Vendredi 26 janvier, Attal qui lisait un petit papier pour présenter les réformes proposées aux agriculteurs a été très mal accueilli par la profession, il est vrai que le malaise paysan dans toute l’Europe est bien plus profond qu’on ne le croit, et il ne se règlera pas avec la fin de l’augmentation de la taxe sur l’énergie. « On continuera à rester mobilisé », a annoncé vendredi soir la porte-parole de la Confédération paysanne, Laurence Marandola, estimant que l’intervention du premier ministre « n’augure pas de la transformation profonde dont a besoin l’agriculture ». Le gouvernement pensait avoir calmé un peu le jeu à la manière de ce qui avait été fait avec les Gilets jaunes, accordant provisoirement une sorte de ristourne sur les hausses à venir sur le fuel ! certes il a obtenu le premier résultat de diviser un peu le mouvement, mais pour l’instant c’est tout.
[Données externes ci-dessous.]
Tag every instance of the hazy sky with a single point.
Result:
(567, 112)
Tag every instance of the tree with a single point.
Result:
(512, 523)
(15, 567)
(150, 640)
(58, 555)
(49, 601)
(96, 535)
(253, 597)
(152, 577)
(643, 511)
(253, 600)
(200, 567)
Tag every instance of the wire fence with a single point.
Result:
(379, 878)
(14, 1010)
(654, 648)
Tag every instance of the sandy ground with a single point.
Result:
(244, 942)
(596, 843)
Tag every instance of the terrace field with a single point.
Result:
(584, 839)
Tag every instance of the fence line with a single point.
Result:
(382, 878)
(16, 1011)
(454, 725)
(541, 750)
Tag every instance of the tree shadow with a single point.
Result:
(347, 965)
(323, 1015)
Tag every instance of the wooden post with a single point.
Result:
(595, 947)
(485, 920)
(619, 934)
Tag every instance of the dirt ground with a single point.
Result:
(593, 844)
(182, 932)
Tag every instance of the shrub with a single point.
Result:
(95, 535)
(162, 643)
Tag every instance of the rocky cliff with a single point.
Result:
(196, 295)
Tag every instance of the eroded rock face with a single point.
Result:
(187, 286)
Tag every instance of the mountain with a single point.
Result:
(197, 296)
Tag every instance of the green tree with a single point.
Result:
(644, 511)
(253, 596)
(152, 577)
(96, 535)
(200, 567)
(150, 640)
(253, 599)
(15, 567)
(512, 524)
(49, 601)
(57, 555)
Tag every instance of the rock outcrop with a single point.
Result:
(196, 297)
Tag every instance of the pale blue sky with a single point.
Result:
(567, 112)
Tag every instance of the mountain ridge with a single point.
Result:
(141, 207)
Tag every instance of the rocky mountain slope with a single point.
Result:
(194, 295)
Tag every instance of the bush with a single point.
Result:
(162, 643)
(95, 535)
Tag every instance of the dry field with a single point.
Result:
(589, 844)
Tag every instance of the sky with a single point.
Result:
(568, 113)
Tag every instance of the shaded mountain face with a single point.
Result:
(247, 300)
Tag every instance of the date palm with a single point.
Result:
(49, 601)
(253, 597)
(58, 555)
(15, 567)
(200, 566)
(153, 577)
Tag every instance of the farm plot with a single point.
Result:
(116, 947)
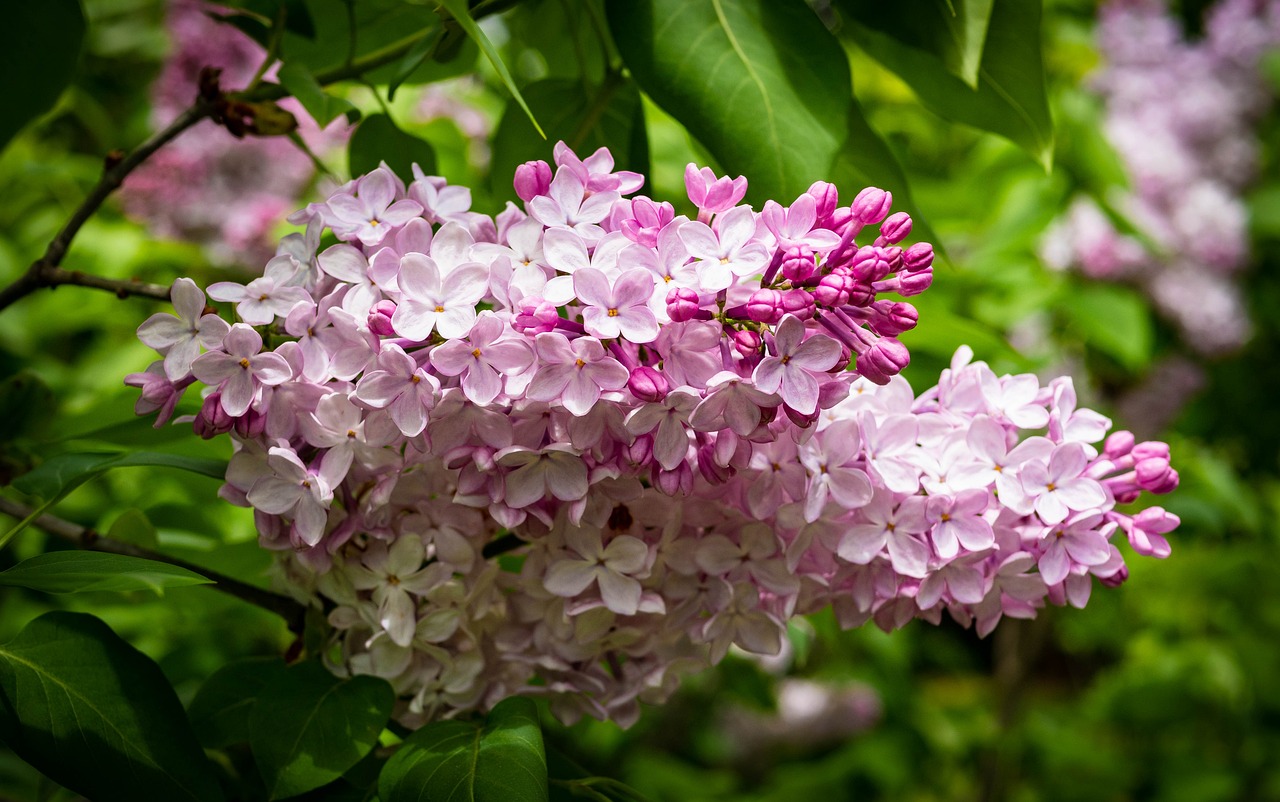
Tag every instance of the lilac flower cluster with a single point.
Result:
(209, 187)
(652, 418)
(1180, 115)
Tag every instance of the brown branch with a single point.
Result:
(85, 537)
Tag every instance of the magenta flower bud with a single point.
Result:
(648, 385)
(380, 319)
(872, 205)
(914, 283)
(894, 317)
(745, 343)
(798, 302)
(883, 361)
(799, 262)
(832, 290)
(1118, 445)
(764, 306)
(213, 420)
(918, 257)
(682, 303)
(533, 178)
(895, 229)
(826, 197)
(535, 316)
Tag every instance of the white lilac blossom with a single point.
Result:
(664, 480)
(1180, 115)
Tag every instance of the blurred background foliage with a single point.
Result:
(1165, 688)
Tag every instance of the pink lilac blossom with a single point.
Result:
(209, 187)
(1180, 115)
(664, 489)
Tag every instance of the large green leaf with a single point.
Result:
(1010, 99)
(74, 572)
(220, 711)
(609, 115)
(309, 727)
(760, 83)
(497, 760)
(379, 140)
(952, 31)
(94, 714)
(37, 59)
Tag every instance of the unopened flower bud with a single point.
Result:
(895, 229)
(872, 205)
(533, 178)
(380, 319)
(682, 303)
(647, 384)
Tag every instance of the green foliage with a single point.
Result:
(307, 727)
(96, 715)
(76, 572)
(37, 60)
(379, 140)
(499, 759)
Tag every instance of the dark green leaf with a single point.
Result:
(378, 140)
(603, 117)
(1115, 320)
(319, 104)
(220, 711)
(497, 760)
(1010, 99)
(952, 31)
(760, 83)
(462, 15)
(77, 572)
(37, 59)
(309, 727)
(96, 715)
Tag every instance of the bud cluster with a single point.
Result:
(673, 434)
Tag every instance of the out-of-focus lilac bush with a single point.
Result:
(1182, 115)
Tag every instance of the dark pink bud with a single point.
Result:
(872, 205)
(764, 306)
(533, 178)
(798, 302)
(535, 316)
(380, 319)
(1118, 444)
(918, 257)
(826, 197)
(745, 343)
(895, 229)
(894, 317)
(798, 262)
(682, 303)
(832, 290)
(883, 360)
(648, 385)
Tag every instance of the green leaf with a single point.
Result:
(462, 15)
(319, 104)
(220, 711)
(378, 140)
(952, 31)
(1010, 99)
(78, 572)
(497, 760)
(760, 83)
(37, 59)
(1115, 320)
(97, 716)
(609, 115)
(309, 727)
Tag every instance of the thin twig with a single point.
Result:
(85, 537)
Jérôme Bayle a demandé à ce que la circulation reprenne samedi midi à Carbonne. Sur l’autoroute, « ça va circuler ». Sera-t-il suivi ? Rien ne sera réglé, même si le mouvement s’arrête demain matin. Les Belges ont annoncé qu’ils allaient s’y mettre aussi. Des violences ont commencé à éclater. Il est tout de même extraordinaire que les crétins qui entourent Macron depuis 2014, dix ans quasiment, aient fabriqué autant de mécontentement, c’est inédit dans l’histoire de la Vème République, il faut remonter à la fin de l’ancien régime pour trouver ça. Tous les secteurs sont touchés. Macron prétend continuer comme ça en en rajoutant une couche en diminuant les allocations chômage encore un peu, histoire de faire ressortir les syndicats de leur passivité complice. Que tout cela se répète et fasse système à l’échelle de toute l’Europe n’a pas de quoi rassurer, en même temps qu’on fabrique des ennemis de l’extérieur – les Russes par exemple – on fabrique aussi à tour de bras des ennemis de l’intérieur ! Il ne m’étonnerait pas que certains bureaucrates européens sans conscience finissent par se retrouver pendus ! 


[1] En vérité si on inclus les coûts pour la Sécurité Sociale, ces produits sont très chers enh plus que d’être mauvais.